TUNISIE
28/06/2018 17h:19 CET

À la rencontre de Noy Ärɑ , jeune DJette tunisienne présente cette année au Faiground Festival

Noy Ärɑ sera au rendez-vous de la 3ème édition du Fairground Festival avec des sets dont elle seule a le secret.

Réda Hocine

Devenu un rendez-vous incontournable de de la scène électronique tunisienne, le Fairground Festival, qui revient pour une troisième édition les 13 et 14 juillet prochain accueillera une line-up toujours aussi éclectique pour le plus grand bonheur des amateurs de bonne musique. 

Parmi les Djettes de cette 3ème édition, Noy Ärɑ alias Rym Charfi sera au rendez-vous avec des sets dont elle seule a le secret.

Le HuffPost Tunisie l’a rencontrée. Interview.

HuffPost Tunisie: Bonjour Rym. C’est votre première fois au Fairground festival. Comment avez-vous été choisie?

Noy Ärɑ: En fait, j’ai commencé à Mystic publiquement, et c’est là que j’ai été repérée. Je suis par la suite passée par le Carpe Diem, le Yüka, le Wax… Khaled Ennouri (ndlr: Directeur artistique du Fairground Festival) avait l’oeil sur moi et m’a proposé de participer.

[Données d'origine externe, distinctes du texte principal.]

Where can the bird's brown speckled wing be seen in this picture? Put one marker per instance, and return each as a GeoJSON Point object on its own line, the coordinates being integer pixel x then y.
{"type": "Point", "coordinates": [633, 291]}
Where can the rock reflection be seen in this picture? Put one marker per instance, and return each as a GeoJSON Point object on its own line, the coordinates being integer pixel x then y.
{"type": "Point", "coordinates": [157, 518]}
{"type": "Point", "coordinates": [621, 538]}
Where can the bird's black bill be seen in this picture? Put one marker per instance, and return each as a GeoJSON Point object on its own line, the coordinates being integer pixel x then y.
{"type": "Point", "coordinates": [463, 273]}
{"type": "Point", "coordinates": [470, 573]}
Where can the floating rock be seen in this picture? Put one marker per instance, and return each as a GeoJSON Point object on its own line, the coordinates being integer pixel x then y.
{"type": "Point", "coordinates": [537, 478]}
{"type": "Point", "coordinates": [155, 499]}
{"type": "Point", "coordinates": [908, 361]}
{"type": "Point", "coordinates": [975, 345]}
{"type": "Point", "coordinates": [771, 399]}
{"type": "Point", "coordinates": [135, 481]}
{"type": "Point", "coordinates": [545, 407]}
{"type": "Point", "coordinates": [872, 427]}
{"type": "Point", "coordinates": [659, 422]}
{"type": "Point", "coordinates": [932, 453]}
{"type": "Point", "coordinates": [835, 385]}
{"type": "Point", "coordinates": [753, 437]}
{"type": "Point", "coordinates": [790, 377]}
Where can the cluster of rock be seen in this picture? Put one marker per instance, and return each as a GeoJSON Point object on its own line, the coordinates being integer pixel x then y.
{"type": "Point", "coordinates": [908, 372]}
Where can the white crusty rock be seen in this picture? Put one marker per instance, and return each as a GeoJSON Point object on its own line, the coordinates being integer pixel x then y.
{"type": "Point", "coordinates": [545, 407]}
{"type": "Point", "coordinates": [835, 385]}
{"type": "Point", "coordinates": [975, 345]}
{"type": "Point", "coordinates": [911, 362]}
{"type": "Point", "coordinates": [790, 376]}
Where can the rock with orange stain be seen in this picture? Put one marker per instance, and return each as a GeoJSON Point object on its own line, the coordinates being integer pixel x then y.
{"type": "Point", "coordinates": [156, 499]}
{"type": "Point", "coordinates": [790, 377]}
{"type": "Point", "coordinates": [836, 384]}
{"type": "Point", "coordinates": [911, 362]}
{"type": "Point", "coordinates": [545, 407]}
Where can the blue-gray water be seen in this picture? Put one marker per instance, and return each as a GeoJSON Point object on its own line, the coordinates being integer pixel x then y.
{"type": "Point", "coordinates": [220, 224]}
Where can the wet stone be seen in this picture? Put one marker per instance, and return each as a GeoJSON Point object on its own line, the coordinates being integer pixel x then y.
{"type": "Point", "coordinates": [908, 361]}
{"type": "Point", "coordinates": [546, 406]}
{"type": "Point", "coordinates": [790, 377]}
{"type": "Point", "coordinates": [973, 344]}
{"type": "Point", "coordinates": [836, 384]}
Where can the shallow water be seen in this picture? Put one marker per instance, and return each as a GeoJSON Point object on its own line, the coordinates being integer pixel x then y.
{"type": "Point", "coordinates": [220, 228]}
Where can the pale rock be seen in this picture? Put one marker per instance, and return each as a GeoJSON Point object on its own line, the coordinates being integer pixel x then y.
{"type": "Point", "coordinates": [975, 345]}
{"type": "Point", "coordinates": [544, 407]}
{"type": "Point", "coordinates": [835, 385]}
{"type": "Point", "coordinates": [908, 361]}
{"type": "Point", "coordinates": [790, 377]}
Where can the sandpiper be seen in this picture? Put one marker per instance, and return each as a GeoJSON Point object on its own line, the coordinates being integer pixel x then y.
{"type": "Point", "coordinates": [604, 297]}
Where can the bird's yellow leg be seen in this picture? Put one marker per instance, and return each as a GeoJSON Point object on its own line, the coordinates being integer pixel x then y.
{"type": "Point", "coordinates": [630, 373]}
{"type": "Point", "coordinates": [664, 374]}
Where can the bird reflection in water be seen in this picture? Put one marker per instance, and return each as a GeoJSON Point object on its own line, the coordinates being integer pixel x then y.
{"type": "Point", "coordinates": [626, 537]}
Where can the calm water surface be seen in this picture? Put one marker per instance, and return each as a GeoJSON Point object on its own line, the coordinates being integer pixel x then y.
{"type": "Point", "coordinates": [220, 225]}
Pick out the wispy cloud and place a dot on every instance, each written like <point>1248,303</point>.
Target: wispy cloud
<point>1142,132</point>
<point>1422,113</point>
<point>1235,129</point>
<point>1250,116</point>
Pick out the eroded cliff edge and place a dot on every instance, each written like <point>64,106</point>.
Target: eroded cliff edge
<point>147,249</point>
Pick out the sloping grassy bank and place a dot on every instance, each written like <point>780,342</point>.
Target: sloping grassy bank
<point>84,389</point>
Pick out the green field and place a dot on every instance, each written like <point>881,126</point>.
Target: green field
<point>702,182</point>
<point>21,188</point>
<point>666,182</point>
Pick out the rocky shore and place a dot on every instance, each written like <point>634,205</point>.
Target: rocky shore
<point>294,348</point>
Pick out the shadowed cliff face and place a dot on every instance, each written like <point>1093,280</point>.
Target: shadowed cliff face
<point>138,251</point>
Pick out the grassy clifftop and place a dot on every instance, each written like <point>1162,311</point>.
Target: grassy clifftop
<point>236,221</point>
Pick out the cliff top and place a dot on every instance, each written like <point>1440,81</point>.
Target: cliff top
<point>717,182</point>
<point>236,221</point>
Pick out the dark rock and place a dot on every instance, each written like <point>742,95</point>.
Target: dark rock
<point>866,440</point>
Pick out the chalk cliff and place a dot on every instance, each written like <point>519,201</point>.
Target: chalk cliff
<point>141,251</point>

J’avais toujours comme objectif de faire un set à l’Éphémère et au Fairground, et j’ai atteint mon objectif:  je serai au Fairground le mois prochain et à l’Éphémère en Septembre.

Qu’est ce qui vous a donné le goût des platines?

Ça a commencé avec l’organisation d’évènements tel le Woodstock. J’aime la musique depuis toute petite mais c’est avec les évènements que petit à petit mon style s’est décalé vers quelque chose de plus précis. À force d’écouter de la musique, de faire des recherches pour booker des DJ, ça m’a donné envie de m’y mettre aussi. J’ai acheté le matériel et j’ai commencé chez moi, puis dans des soirées entre amis il y a trois ans.

C’est justement l’un de mes amis qui appréciait ma musique qui voulait que je la rendre accessible à tous. Il voulait avoir une fille dans sa line-up et ça m’a fait passer le cap: en 2016, j’ai fait mon premier Mystic. 

C’est vraiment passé par le bouche à oreille. Quand j’ai commencé, j’ai aussi de suite lancé ma page Facebook pour être facile à retrouver et à contacter. Récemment, je suis partie faire un set à Beyrouth!

 

Que pensez-vous de la scène électro tunisienne?

Au niveau musical, la scène tunisienne est top. D’ailleurs, beaucoup de DJs étrangers veulent venir ici, et les opportunité telles Fairground permettent plus d’ouverture.

Malheureusement, il y a quelques contraintes par rapport aux endroits où les événements peuvent être organisés. Pour ce qui est des festivals, hors écovillage, les organisateurs ont très peu d’options. L’État n’est pas très ouvert à ce genre d’évènements, les procédures sont complexes…

Cela met des bâtons dans les roues à la scène tunisienne, ce qui est dommage car nous avons ici des endroits magnifiques comme Dougga. Nous sommes généralement cantonnés au privé: les hôtels, les bars et les clubs… Je comprends bien que le problème de la sécurité se pose, mais tous les autres pays arrivent à organiser des évènements dans des espaces publics sans qu’il ne se passe quoi que ce soit de négatif.

 

Parmi les grands noms des DJs, la plupart sont pour l’instant des hommes. Comment les femmes DJs sont elles accueillies sur la scène électro?

Je trouve qu’il y a de plus en plus de femmes, et quelques noms sont en train de faire bouger les choses: Nastia, Mira… Les hommes sont en train de comprendre que les femmes peuvent exceller en tant que DJ aussi.

Je pense qu’être une femme est une force. Certes, cela dépend des mentalités et il y a un côté macho qui demeure, mais qui diminue. Les gens veulent écouter ce que les femmes font, ils sont curieux, cela permet de faire avancer les choses.

D’ailleurs, mon nom de scène, qui signifie “Nouvel Air”, est en partie en rapport avec le fait d’être une femme mais aussi parce que j’apporte un style particulier. Je fais de la world music et je mélange différentes influences: la House, l’oriental, l’occidental, le tribal, tout en maintenant une fluidité dans le fait.

Des projets après le Fairground?

J’aimerais bouger plus et travailler plus à l’étranger. Je souhaite aussi entrer dans la production, éventuellement créer mon label.

Je veux aussi travailler avec le ministère des Affaires culturelles et valoriser l’image de l’électro, souvent trop rapprochée de l’image de fêtes alcoolisées. J’ai notamment pour projet de faire en sorte que les revenus de mes tracks aillent à des associations pour soutenir la créativité et les jeunes artistes.